Radio station in Sturgeon Falls, Ontario, Canada

CFSF-FM is a Canadian radio station, broadcasting at 99.3 FM in Sturgeon Falls, Ontario. The station airs an adult contemporary format branded on-air as 99.3 Moose FM. The station is owned by Vista Radio.

==History==
On February 14, 2003, Joco Communications was given approval by the CRTC for a new FM radio service to serve the community of Sturgeon Falls. Under Joco Communications ownership, the station was branded as Joco Radio. The station began broadcasting in April 2003 with its studios located at 12006 Highway 17, Unit 7, in Sturgeon Falls. In 2005, the station was given approval to increase power to serve all of the Municipality of West Nipissing and outlying communities.

As the only commercial station in a small bilingual community, the station aired a variety of programming, including CHR, country and classic rock programs, in both English and French.

In September 2010, Joco Communications announced a tentative deal to sell the station to Haliburton Broadcasting Group, which received CRTC approval on February 21, 2011. Joco had already sold CFSF's former sister station CJJM-FM in Espanola to Haliburton earlier in the year.

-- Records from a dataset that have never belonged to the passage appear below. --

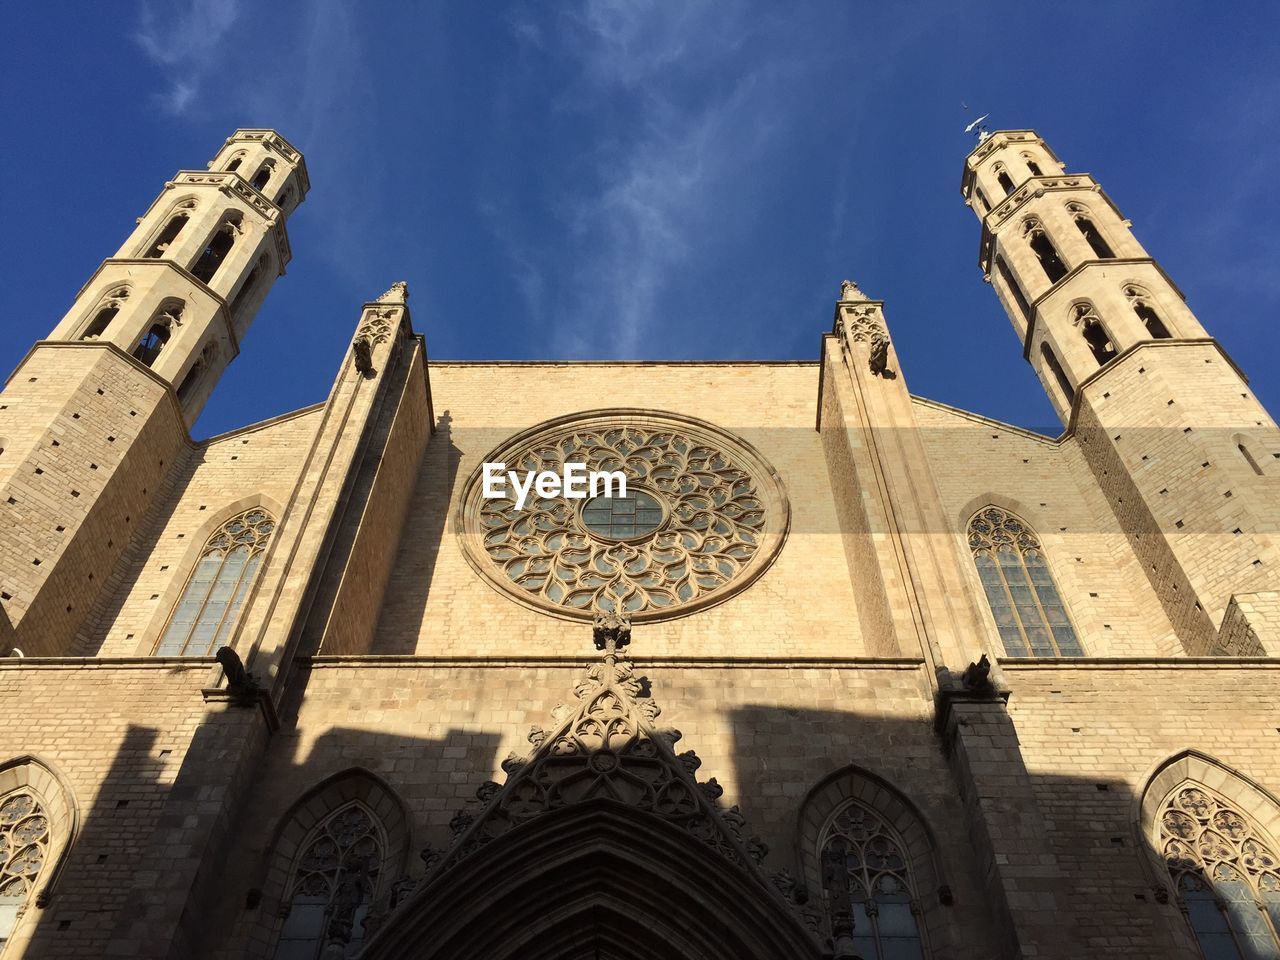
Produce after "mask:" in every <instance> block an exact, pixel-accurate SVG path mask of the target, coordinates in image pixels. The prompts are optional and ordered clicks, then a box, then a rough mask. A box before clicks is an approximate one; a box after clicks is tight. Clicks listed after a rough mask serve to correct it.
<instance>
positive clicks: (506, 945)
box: [362, 800, 819, 960]
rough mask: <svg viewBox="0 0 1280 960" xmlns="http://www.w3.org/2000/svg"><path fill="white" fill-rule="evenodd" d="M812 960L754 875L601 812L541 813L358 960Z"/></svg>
mask: <svg viewBox="0 0 1280 960" xmlns="http://www.w3.org/2000/svg"><path fill="white" fill-rule="evenodd" d="M461 956H466V957H474V959H475V960H596V957H600V960H605V959H608V960H727V959H728V957H732V959H733V960H801V959H804V960H817V957H818V956H819V947H818V942H817V940H815V938H814V937H813V936H812V934H810V933H809V932H808V929H806V928H805V927H804V924H803V923H801V922H800V919H799V916H797V915H796V914H795V913H794V911H792V909H791V908H790V905H788V904H787V902H786V901H785V900H783V899H782V897H781V895H780V893H777V891H774V890H773V888H772V887H769V886H768V882H767V881H764V878H763V876H762V874H759V873H756V872H755V870H754V868H749V867H746V865H744V864H739V863H736V861H735V860H732V859H730V855H728V854H727V852H724V851H721V850H717V849H714V847H712V846H710V845H708V844H707V842H704V841H703V840H699V838H698V837H695V836H694V835H692V833H687V832H685V831H684V829H681V828H678V827H676V826H672V824H671V823H668V822H666V820H663V819H662V818H659V817H655V815H653V814H649V813H645V812H643V810H637V809H635V808H631V806H627V805H625V804H620V803H616V801H612V800H591V801H586V803H581V804H575V805H572V806H568V808H563V809H559V810H554V812H552V813H547V814H544V815H541V817H538V818H536V819H534V820H531V822H529V823H525V824H522V826H521V827H517V828H515V829H512V831H511V832H508V833H504V835H502V836H499V837H497V838H494V840H492V841H489V842H488V844H485V845H484V846H481V847H479V849H477V850H475V851H474V852H471V854H470V855H468V856H466V858H463V859H461V860H460V861H457V863H453V864H452V865H451V864H449V863H448V860H447V861H445V864H444V868H443V869H440V870H438V872H436V873H434V874H433V876H431V877H430V878H429V879H428V882H426V883H425V884H422V886H420V887H419V888H417V890H416V891H415V892H413V893H412V895H411V896H410V897H408V899H407V901H406V902H403V904H402V905H401V906H399V908H398V909H397V910H396V911H394V913H393V914H392V915H390V916H388V919H387V922H385V925H384V927H383V928H381V929H379V932H378V933H376V934H375V936H374V938H372V940H371V941H370V942H369V943H367V946H366V948H365V952H364V955H362V957H364V960H445V959H447V957H448V959H453V957H461Z"/></svg>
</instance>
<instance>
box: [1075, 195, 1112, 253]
mask: <svg viewBox="0 0 1280 960" xmlns="http://www.w3.org/2000/svg"><path fill="white" fill-rule="evenodd" d="M1066 210H1068V212H1069V214H1071V219H1073V220H1075V228H1076V229H1078V230H1079V232H1080V233H1082V234H1083V236H1084V239H1085V241H1087V242H1088V244H1089V250H1092V251H1093V255H1094V256H1096V257H1098V259H1100V260H1112V259H1115V253H1114V252H1112V250H1111V244H1108V243H1107V242H1106V239H1105V238H1103V237H1102V233H1101V232H1100V230H1098V228H1097V227H1096V225H1094V223H1093V219H1092V218H1091V216H1089V211H1088V210H1087V209H1085V207H1084V205H1082V204H1068V205H1066Z"/></svg>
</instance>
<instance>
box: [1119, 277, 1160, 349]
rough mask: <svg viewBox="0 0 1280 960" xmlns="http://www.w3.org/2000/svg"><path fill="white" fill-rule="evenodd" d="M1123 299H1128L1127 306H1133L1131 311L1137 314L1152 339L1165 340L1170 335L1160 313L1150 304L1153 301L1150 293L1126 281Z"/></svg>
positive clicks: (1142, 323)
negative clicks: (1128, 303)
mask: <svg viewBox="0 0 1280 960" xmlns="http://www.w3.org/2000/svg"><path fill="white" fill-rule="evenodd" d="M1124 296H1125V300H1128V301H1129V306H1132V307H1133V312H1135V314H1137V315H1138V319H1139V320H1142V325H1143V326H1146V328H1147V333H1148V334H1151V338H1152V339H1153V340H1167V339H1169V338H1170V337H1172V334H1171V333H1169V328H1167V326H1165V321H1164V320H1161V319H1160V314H1157V312H1156V308H1155V307H1153V306H1152V303H1153V302H1155V301H1153V298H1152V296H1151V293H1148V292H1147V291H1146V289H1143V288H1142V287H1139V285H1138V284H1135V283H1126V284H1125V287H1124Z"/></svg>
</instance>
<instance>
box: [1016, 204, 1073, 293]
mask: <svg viewBox="0 0 1280 960" xmlns="http://www.w3.org/2000/svg"><path fill="white" fill-rule="evenodd" d="M1023 237H1025V238H1027V243H1028V244H1029V246H1030V248H1032V252H1033V253H1036V259H1037V260H1038V261H1039V265H1041V268H1042V269H1043V270H1044V275H1046V276H1047V278H1048V282H1050V283H1057V282H1059V280H1061V279H1062V278H1064V276H1066V265H1065V264H1064V262H1062V257H1061V256H1059V253H1057V247H1055V246H1053V241H1051V239H1050V238H1048V234H1047V233H1046V232H1044V227H1043V225H1042V224H1041V221H1039V220H1038V219H1036V218H1034V216H1032V218H1028V219H1027V220H1024V221H1023Z"/></svg>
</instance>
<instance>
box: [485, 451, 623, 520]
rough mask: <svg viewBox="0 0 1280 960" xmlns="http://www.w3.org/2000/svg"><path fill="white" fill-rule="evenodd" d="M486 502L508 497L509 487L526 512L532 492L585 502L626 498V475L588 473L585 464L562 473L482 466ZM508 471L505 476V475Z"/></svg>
mask: <svg viewBox="0 0 1280 960" xmlns="http://www.w3.org/2000/svg"><path fill="white" fill-rule="evenodd" d="M481 471H483V474H481V475H483V477H484V497H485V499H489V500H492V499H498V498H500V497H506V495H507V484H508V483H509V484H511V489H512V490H515V493H516V509H524V508H525V502H526V500H527V499H529V492H530V490H532V492H534V493H536V494H538V495H539V497H564V498H566V499H571V500H585V499H586V498H588V497H600V495H604V497H626V495H627V475H626V474H623V472H622V471H621V470H588V468H586V463H566V465H564V466H563V472H562V474H557V472H556V471H554V470H526V471H524V480H521V476H520V474H521V471H517V470H507V465H506V463H488V462H486V463H481ZM503 471H506V474H504V472H503Z"/></svg>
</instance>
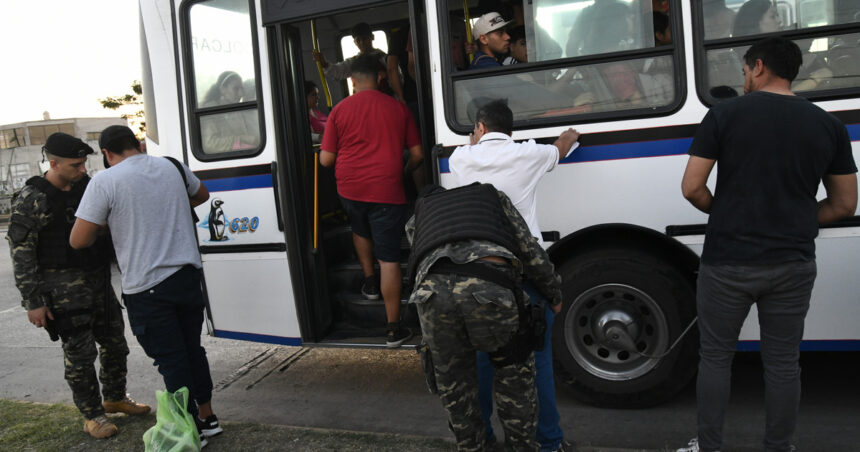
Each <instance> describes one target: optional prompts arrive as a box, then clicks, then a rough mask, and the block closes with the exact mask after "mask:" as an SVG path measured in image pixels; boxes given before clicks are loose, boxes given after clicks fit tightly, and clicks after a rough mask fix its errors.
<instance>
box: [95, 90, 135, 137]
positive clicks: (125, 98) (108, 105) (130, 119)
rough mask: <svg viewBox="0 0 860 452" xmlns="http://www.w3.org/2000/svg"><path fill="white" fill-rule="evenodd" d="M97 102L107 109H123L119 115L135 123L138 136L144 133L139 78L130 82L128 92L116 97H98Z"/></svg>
mask: <svg viewBox="0 0 860 452" xmlns="http://www.w3.org/2000/svg"><path fill="white" fill-rule="evenodd" d="M99 103H101V104H102V107H104V108H106V109H108V110H121V111H125V112H124V113H122V114H121V115H120V117H121V118H123V119H126V120H128V121H129V122H130V123H132V124H137V128H138V129H139V130H140V133H139V135H140V136H143V135H144V134H145V133H146V121H144V116H143V88H142V87H141V85H140V80H135V81H133V82H132V83H131V92H130V93H128V94H124V95H122V96H117V97H111V96H108V97H105V98H104V99H99Z"/></svg>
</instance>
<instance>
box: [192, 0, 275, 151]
mask: <svg viewBox="0 0 860 452" xmlns="http://www.w3.org/2000/svg"><path fill="white" fill-rule="evenodd" d="M186 11H187V15H188V34H187V36H186V37H187V41H188V42H187V48H188V49H189V50H190V55H191V64H190V65H189V67H190V68H192V70H193V74H192V76H191V77H189V79H190V80H191V81H192V82H193V89H190V90H189V91H191V92H193V94H194V96H193V97H192V96H189V98H190V100H191V103H192V106H191V108H190V109H189V110H190V112H191V114H192V115H193V118H192V121H191V123H192V125H193V126H196V127H194V128H195V129H196V136H195V137H194V140H193V141H194V145H193V146H192V149H193V150H194V151H195V155H197V157H198V158H200V159H201V160H212V159H217V158H223V157H226V156H231V157H233V156H236V155H244V154H254V153H256V152H258V151H259V149H260V148H261V130H260V108H259V105H258V101H257V89H258V87H257V86H256V85H257V83H256V74H257V67H256V64H255V59H254V52H255V43H254V33H253V28H252V27H253V22H252V18H251V14H250V4H249V2H247V1H244V2H243V1H235V0H205V1H200V2H195V3H192V4H191V5H190V6H189V7H187V9H186Z"/></svg>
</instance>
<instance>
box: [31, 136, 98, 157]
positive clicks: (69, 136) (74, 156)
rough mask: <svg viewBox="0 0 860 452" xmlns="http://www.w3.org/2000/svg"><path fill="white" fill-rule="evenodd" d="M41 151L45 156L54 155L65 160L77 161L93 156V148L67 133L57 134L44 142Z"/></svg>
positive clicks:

In March 2011, the station was rebranded to Moose FM and adopted an adult contemporary format.

On April 23, 2012, Vista Broadcast Group, which owns a number of radio stations in western Canada, announced a deal to acquire Haliburton Broadcasting, in cooperation with Westerkirk Capital. The transaction was approved by the CRTC on October 19, 2012.

On May 11, 2012, the station changed the format and the slogan from "West Nipissing's Lite Favorite" to "Today's Hits and Yesterday's favorites".

In July 2014, the station was rebranded and changed its format from adult contemporary to a variety hits format.

In 2016, the station's studio at 204 King Street was damaged in a fire. Station staff were able to recover some of the station's equipment, and the station was back on the air later the same day from a temporary setup at the transmitter site.

Following a fire at 204 King Street, the 99.3 Moose FM studios moved to a new location at Unit 1, 159 Main Street in Sturgeon Falls.